First of all, it was unseasonably warm on March 3 in St. Petersburg, and the Nevsky Prospect was full of tourists and shoppers. So, when the protesting crowd "broke through police cordons and marched along" the Nevsky Prospect, there was no way to distinguish between the protesters and on-lookers. That’s why even the organizers of the march give so different estimates of the turnout: between 4,000 and 8,000. Well, at any rate, for a five-million plus city, this is only about one-tenth of a percent. Rock star Sergei Shnurov and his group "Leningrad" get larger crowds routinely.
Police brutality? Compare these two pictures. The first shows police in Brazil dispersing the crowd protesting against President Bush’s visit. In the second, a brave elderly lady kicks the shield of a bloodthirsty "omonovets."
This is not to mention that all major opposition figures such as Yabloko’s Grigoriy Yavlinsky and SPS’ Nikita Belykh have ignored the march. Even Vladimir Ryzhkov, whose alienation from the "official" politics is growing day after day, has chosen to stay in Moscow stricken with what was reported to the protest crowd as a severe angina.
More to that, one of the organizers, Eduard Limonov, let himself arrested well before the demonstration finale, for being arrested (for a short time, of course!) is the only thing that traveling with a personal lawyer Eddie is interesting in any protest action. Or take another "opposition leader", Mikhail Kasyanov, who was whisked away in what was described as a "silver Mercedes" right before the protesters hit the "police cordons" barring them from entering the Nevsky Prospect. In other words, right before it became potentially risky. But of course, Mr. Kasyanov must protect himself for the future battles with the "regime."
So what is the point, or, as we say in America, where is the beef?
It was not a protest against a concrete measure…It was not, "give us more money, salaries" or "stop raising prices." It was a protest against the regime.
No, Mr. Kasparov doesn’t need "more money": he’s a wealthy person, having profitably played chess until younger competitors pushed him out of the game. Now, living in a bubble and increasingly resembling mad (and maddening) Vladimir Lenin in his last years of the European exile, Kasparov has made his personal hatred for Putin political philosophy.
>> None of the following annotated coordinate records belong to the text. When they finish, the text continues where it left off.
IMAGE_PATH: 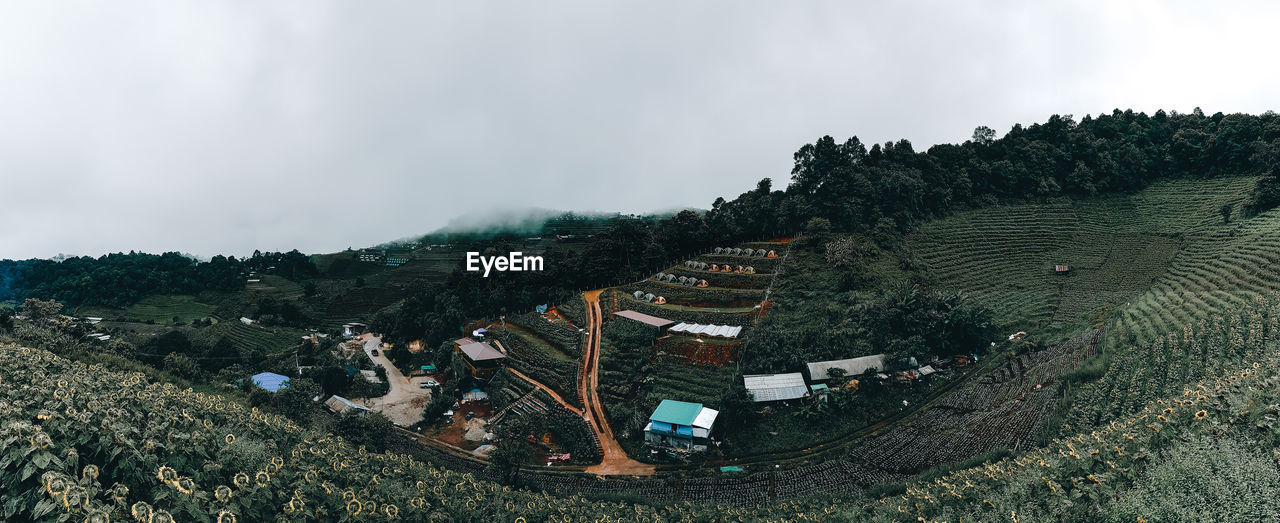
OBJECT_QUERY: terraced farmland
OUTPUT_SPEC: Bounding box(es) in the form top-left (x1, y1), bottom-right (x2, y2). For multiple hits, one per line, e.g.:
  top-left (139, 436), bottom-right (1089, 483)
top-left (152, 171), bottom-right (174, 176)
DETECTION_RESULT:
top-left (124, 295), bottom-right (216, 324)
top-left (909, 178), bottom-right (1259, 339)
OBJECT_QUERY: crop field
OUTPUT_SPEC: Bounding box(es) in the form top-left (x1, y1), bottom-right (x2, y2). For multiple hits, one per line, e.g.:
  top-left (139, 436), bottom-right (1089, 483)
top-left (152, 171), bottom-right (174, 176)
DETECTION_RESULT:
top-left (655, 335), bottom-right (742, 367)
top-left (852, 295), bottom-right (1280, 520)
top-left (191, 321), bottom-right (306, 354)
top-left (850, 331), bottom-right (1100, 474)
top-left (490, 329), bottom-right (581, 404)
top-left (324, 286), bottom-right (399, 326)
top-left (1064, 295), bottom-right (1280, 430)
top-left (244, 275), bottom-right (302, 301)
top-left (0, 347), bottom-right (855, 516)
top-left (612, 289), bottom-right (756, 326)
top-left (620, 279), bottom-right (764, 308)
top-left (124, 295), bottom-right (216, 324)
top-left (507, 312), bottom-right (585, 358)
top-left (908, 178), bottom-right (1259, 336)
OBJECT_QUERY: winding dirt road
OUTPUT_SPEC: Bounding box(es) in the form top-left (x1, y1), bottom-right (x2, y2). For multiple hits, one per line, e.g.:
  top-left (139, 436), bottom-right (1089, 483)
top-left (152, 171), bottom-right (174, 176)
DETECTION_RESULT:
top-left (577, 290), bottom-right (654, 476)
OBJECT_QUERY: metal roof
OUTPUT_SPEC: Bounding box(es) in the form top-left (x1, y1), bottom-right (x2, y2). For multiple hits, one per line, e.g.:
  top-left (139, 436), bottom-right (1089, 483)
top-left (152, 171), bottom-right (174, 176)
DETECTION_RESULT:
top-left (613, 311), bottom-right (675, 327)
top-left (694, 407), bottom-right (719, 429)
top-left (324, 395), bottom-right (369, 412)
top-left (461, 343), bottom-right (507, 362)
top-left (809, 354), bottom-right (886, 380)
top-left (671, 324), bottom-right (742, 338)
top-left (742, 372), bottom-right (809, 403)
top-left (649, 399), bottom-right (703, 426)
top-left (252, 372), bottom-right (289, 393)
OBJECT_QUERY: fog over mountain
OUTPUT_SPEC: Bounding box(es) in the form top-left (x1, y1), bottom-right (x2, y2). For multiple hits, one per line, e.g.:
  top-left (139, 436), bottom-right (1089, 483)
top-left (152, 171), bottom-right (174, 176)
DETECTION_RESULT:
top-left (0, 1), bottom-right (1280, 258)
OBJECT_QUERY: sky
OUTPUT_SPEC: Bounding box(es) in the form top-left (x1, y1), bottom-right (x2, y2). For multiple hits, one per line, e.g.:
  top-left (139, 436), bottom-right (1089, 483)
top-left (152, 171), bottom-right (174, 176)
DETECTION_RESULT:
top-left (0, 0), bottom-right (1280, 258)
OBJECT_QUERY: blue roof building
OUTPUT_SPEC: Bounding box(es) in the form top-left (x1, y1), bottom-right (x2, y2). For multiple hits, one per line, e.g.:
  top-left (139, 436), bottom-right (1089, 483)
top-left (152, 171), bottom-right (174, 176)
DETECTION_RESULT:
top-left (644, 399), bottom-right (719, 450)
top-left (253, 372), bottom-right (289, 393)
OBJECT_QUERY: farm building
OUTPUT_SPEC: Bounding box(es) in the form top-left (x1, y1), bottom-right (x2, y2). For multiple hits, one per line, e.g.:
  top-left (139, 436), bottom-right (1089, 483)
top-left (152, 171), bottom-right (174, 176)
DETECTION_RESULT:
top-left (742, 372), bottom-right (809, 403)
top-left (644, 399), bottom-right (719, 451)
top-left (342, 319), bottom-right (366, 336)
top-left (324, 396), bottom-right (370, 416)
top-left (453, 338), bottom-right (507, 379)
top-left (809, 354), bottom-right (888, 381)
top-left (252, 372), bottom-right (289, 393)
top-left (671, 324), bottom-right (742, 338)
top-left (613, 311), bottom-right (675, 336)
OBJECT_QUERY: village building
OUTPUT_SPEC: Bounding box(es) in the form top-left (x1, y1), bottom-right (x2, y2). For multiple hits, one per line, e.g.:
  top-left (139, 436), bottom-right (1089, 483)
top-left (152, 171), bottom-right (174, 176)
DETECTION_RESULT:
top-left (669, 324), bottom-right (742, 338)
top-left (342, 324), bottom-right (367, 336)
top-left (251, 372), bottom-right (289, 393)
top-left (613, 311), bottom-right (676, 336)
top-left (644, 399), bottom-right (719, 451)
top-left (808, 354), bottom-right (888, 381)
top-left (453, 338), bottom-right (507, 380)
top-left (324, 395), bottom-right (371, 416)
top-left (742, 372), bottom-right (809, 403)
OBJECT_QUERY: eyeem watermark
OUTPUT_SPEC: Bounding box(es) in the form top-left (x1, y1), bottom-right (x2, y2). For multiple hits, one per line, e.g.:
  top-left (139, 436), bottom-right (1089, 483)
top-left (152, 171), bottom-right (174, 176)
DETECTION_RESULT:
top-left (467, 251), bottom-right (543, 277)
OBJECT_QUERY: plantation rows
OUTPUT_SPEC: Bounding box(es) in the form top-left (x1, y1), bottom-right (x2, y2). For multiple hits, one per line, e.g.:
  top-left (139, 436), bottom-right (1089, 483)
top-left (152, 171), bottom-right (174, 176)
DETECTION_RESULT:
top-left (910, 203), bottom-right (1076, 330)
top-left (850, 291), bottom-right (1280, 520)
top-left (193, 321), bottom-right (301, 354)
top-left (851, 331), bottom-right (1100, 473)
top-left (1069, 295), bottom-right (1280, 427)
top-left (657, 336), bottom-right (742, 367)
top-left (694, 251), bottom-right (782, 274)
top-left (622, 279), bottom-right (764, 307)
top-left (1120, 212), bottom-right (1280, 340)
top-left (0, 347), bottom-right (865, 516)
top-left (663, 265), bottom-right (773, 290)
top-left (489, 330), bottom-right (581, 404)
top-left (507, 312), bottom-right (585, 357)
top-left (324, 286), bottom-right (399, 326)
top-left (622, 290), bottom-right (754, 326)
top-left (556, 297), bottom-right (586, 326)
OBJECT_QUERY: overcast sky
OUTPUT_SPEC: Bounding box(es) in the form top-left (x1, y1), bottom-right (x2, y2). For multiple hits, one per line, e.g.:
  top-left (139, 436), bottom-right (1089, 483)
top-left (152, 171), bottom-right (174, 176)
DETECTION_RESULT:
top-left (0, 0), bottom-right (1280, 258)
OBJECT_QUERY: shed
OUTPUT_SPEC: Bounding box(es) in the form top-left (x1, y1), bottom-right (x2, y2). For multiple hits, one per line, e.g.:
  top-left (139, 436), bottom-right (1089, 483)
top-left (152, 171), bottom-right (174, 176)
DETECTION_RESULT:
top-left (644, 399), bottom-right (719, 450)
top-left (742, 372), bottom-right (809, 403)
top-left (324, 395), bottom-right (370, 416)
top-left (613, 311), bottom-right (675, 329)
top-left (252, 372), bottom-right (289, 393)
top-left (809, 354), bottom-right (887, 381)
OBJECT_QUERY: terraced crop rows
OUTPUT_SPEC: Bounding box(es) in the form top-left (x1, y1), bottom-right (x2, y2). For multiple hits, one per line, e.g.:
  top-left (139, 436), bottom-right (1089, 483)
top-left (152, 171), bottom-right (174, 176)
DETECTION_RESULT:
top-left (850, 330), bottom-right (1100, 474)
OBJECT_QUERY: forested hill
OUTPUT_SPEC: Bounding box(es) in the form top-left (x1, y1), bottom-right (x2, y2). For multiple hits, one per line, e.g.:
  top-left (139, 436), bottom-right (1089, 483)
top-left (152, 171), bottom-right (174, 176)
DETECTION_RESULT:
top-left (707, 109), bottom-right (1280, 238)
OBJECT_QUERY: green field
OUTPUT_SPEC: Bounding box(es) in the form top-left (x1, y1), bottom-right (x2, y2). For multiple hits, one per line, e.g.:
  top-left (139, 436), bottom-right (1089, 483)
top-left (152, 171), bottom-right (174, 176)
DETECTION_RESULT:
top-left (124, 295), bottom-right (216, 324)
top-left (908, 172), bottom-right (1259, 339)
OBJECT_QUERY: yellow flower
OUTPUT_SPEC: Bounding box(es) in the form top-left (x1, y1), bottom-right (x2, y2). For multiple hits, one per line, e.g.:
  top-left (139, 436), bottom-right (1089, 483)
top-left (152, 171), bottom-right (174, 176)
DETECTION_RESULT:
top-left (156, 465), bottom-right (178, 483)
top-left (129, 501), bottom-right (155, 522)
top-left (173, 477), bottom-right (196, 494)
top-left (214, 485), bottom-right (232, 503)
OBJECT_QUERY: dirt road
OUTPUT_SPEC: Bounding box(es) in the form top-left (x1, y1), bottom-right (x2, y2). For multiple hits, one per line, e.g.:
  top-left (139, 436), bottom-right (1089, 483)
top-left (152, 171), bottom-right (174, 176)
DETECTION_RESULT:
top-left (577, 290), bottom-right (654, 476)
top-left (356, 334), bottom-right (431, 427)
top-left (507, 367), bottom-right (582, 416)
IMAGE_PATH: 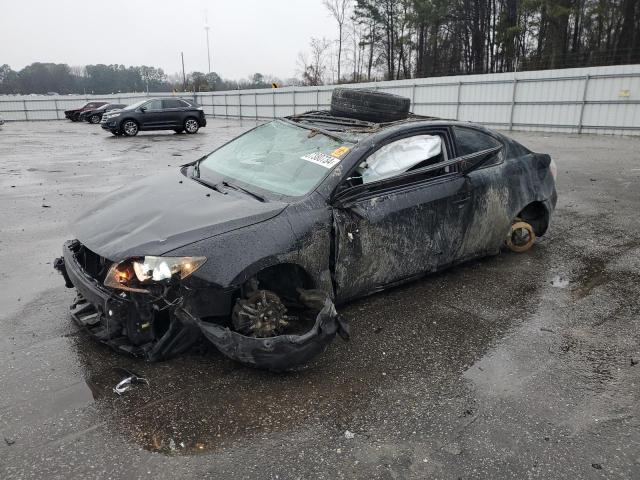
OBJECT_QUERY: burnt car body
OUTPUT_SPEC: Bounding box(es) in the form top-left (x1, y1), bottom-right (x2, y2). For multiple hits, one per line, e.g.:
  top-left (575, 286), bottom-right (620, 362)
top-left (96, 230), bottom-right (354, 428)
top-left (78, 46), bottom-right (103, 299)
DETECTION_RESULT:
top-left (78, 103), bottom-right (127, 124)
top-left (64, 102), bottom-right (108, 122)
top-left (56, 112), bottom-right (556, 370)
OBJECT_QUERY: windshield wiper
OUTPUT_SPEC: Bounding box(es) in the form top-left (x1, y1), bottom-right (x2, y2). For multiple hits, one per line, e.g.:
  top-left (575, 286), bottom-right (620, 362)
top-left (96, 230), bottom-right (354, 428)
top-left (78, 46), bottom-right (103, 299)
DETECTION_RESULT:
top-left (191, 176), bottom-right (227, 195)
top-left (222, 180), bottom-right (265, 203)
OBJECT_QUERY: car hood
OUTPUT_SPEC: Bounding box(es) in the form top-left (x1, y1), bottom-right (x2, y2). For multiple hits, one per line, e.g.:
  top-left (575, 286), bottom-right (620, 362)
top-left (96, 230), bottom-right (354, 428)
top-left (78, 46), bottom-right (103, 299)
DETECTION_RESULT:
top-left (73, 170), bottom-right (287, 261)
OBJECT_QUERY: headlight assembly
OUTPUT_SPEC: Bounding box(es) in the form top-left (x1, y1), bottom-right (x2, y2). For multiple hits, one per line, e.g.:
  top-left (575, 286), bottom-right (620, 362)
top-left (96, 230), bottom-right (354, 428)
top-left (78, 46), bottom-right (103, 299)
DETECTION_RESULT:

What can he offer to the thousands of people who happened to stroll down the Nevsky Prospect last Saturday? "Russia without Putin?", as one of the banners over the protest crowd demanded? And then what?
Mr. Kasparov will soon be heading for New York City: to see his wife and newly-born baby who permanently live there, to write editorials for WSJ, and to plan, surely, new "protest actions." If anything bothers him, it’s not "raising prices" in St. Petersburg.